Há um mês, o próprio governo se encarregou de tentar articular uma saída dos diretores da Anac. Na manhã de 24 de julho, Zuanazzi, presidente da agência, chegou a colocar o cargo à disposição de sua madrinha política, a ministra- chefe da Casa Civil, Dilma Rousseff. Quatro de seus pares apoiaram a decisão. A única resistência partiu de Denise, que se recusava a deixar o posto e achava que, com a saída de Zuanazzi, ficaria exposta.

Para acelerar o desfecho, o governo buscou a todo custo uma “saída honrosa”, um meio de recolocar todos os dirigentes no mercado de trabalho. As negociações emperraram em diversos pontos. Além da resistência de Denise, pesou o fato de Lomanto ter respaldo político - foi indicado pelo PMDB, um dos principais aliados do governo no Congresso - e até indefinição sobre o futuro profissional de diretores de menor expressão, como Velozo e Barat.

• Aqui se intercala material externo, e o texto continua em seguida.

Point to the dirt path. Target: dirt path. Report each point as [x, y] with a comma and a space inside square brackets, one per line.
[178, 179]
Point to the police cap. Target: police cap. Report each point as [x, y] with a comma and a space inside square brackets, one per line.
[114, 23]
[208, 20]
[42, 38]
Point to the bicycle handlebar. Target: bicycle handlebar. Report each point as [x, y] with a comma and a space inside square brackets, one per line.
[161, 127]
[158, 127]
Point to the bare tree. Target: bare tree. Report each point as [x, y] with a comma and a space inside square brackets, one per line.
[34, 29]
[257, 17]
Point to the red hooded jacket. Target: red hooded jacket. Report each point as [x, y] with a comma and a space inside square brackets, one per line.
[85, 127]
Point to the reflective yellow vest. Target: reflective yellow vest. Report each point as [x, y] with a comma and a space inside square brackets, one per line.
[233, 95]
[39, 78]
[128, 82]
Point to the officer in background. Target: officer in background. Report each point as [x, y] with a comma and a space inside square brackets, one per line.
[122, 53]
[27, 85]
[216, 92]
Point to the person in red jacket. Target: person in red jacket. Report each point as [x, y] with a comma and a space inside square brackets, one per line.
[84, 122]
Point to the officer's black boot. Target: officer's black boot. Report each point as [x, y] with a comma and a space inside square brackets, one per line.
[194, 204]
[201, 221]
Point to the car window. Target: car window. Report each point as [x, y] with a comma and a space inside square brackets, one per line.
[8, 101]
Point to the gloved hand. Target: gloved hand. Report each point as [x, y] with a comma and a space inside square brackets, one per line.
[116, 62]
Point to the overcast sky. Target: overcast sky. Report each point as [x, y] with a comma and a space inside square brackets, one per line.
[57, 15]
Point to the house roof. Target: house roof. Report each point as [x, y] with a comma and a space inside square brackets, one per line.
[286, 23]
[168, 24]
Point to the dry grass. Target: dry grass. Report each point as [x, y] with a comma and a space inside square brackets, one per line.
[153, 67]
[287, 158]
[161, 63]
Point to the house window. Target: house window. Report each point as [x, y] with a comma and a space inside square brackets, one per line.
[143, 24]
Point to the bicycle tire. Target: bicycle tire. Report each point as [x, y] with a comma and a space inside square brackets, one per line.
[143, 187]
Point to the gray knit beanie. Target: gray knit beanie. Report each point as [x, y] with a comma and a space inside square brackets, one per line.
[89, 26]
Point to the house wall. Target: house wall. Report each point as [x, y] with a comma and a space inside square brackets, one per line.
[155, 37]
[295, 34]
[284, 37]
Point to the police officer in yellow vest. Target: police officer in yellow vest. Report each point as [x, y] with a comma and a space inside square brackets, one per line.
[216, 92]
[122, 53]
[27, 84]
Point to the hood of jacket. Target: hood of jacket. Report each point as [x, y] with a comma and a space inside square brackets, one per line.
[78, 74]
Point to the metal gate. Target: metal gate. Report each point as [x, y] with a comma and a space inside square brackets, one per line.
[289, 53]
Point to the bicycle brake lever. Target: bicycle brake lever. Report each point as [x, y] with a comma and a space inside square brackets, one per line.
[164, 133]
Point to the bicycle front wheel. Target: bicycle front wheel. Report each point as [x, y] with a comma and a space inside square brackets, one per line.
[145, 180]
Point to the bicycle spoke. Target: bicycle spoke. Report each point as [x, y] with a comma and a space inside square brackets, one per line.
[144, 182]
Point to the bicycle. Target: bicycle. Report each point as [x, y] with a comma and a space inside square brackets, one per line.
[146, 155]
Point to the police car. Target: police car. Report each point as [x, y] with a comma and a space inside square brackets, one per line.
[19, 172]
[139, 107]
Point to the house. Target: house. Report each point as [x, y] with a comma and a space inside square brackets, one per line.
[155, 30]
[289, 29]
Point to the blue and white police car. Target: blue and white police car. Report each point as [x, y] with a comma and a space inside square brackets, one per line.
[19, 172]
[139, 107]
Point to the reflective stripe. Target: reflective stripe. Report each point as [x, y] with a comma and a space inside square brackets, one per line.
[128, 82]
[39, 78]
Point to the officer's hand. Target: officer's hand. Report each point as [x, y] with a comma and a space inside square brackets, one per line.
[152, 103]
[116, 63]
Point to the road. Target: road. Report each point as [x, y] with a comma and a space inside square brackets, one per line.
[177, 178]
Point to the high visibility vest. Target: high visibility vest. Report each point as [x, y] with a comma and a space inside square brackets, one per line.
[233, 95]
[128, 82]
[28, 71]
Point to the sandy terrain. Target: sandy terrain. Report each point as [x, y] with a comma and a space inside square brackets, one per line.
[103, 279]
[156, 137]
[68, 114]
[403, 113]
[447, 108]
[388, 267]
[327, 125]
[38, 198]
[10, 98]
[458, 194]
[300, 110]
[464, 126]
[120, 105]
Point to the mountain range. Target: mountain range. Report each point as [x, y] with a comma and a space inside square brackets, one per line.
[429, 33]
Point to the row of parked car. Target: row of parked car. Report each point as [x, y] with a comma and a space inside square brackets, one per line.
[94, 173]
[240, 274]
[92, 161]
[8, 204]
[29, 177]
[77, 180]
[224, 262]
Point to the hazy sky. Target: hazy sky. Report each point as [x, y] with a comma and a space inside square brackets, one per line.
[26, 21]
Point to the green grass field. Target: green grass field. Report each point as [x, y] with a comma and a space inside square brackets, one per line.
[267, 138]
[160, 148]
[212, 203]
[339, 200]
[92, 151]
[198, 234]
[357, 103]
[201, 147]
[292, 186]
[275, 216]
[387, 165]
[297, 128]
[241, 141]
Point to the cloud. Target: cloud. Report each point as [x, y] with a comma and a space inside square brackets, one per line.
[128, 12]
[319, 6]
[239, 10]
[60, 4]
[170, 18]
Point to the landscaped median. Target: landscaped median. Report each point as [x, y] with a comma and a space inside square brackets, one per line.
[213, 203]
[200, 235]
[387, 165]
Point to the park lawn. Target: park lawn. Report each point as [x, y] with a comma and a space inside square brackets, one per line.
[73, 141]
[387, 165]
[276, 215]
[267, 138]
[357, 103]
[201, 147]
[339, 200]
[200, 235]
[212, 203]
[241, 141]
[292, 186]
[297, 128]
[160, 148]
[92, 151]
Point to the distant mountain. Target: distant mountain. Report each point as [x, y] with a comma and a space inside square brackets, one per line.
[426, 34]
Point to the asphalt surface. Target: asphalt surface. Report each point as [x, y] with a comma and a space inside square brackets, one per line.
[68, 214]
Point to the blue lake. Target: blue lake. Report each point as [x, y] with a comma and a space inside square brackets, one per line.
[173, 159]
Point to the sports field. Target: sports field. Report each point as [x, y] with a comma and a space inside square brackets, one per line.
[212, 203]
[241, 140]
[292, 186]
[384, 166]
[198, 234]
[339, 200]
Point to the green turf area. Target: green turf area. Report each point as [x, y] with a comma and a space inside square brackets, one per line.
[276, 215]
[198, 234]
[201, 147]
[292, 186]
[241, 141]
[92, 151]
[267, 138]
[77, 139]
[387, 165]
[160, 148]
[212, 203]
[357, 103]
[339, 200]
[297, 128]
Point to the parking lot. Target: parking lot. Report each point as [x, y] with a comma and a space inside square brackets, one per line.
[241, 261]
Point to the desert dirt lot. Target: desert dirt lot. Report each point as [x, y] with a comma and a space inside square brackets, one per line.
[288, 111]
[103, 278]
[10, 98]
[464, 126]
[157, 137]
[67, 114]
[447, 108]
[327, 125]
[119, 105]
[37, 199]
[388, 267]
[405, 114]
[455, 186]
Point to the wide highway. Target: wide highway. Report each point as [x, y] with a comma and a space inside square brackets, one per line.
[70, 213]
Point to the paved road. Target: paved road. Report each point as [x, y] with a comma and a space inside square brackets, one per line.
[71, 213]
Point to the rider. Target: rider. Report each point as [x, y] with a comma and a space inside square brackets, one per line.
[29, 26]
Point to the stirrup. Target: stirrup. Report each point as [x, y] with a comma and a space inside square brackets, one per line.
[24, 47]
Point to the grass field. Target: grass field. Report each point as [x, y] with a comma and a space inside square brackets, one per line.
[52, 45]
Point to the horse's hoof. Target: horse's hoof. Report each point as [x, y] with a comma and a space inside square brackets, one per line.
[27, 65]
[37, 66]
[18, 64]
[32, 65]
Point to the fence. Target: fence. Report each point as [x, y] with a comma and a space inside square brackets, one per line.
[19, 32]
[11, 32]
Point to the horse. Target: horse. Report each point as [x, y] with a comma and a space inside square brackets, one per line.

“Apesar das divergência com o Milton, a Denise sempre achou que existia uma coesão dentro da agência”, avalia um executivo do setor, que conviveu com os cinco diretores desde a criação da Anac. “Agora, após a saída dela, é bem capaz que eles se unam.”

 

 

O Estado de São Paulo
26/08/2007
Mais polêmica que sucesso em 10 anos de vida pública
Denise Abreu colecionou desafetos e frases infelizes nos 17 meses em que esteve na direção da Anac
Bruno Tavarese Rodrigo Brancatelli

Difícil, forte, teatral, autoritária, bem relacionada. Em menos de dez anos de vida pública, a advogada paulistana Denise Maria Ayres de Abreu, de 45 anos, colecionou mais adjetivos, apelidos, polêmicas e desafetos do que sucessos propriamente ditos. Foi justamente no auge da carreira, ao assumir a direção colegiada da Agência Nacional de Aviação Civil (Anac) por 17 meses, que ela consolidou sua fama.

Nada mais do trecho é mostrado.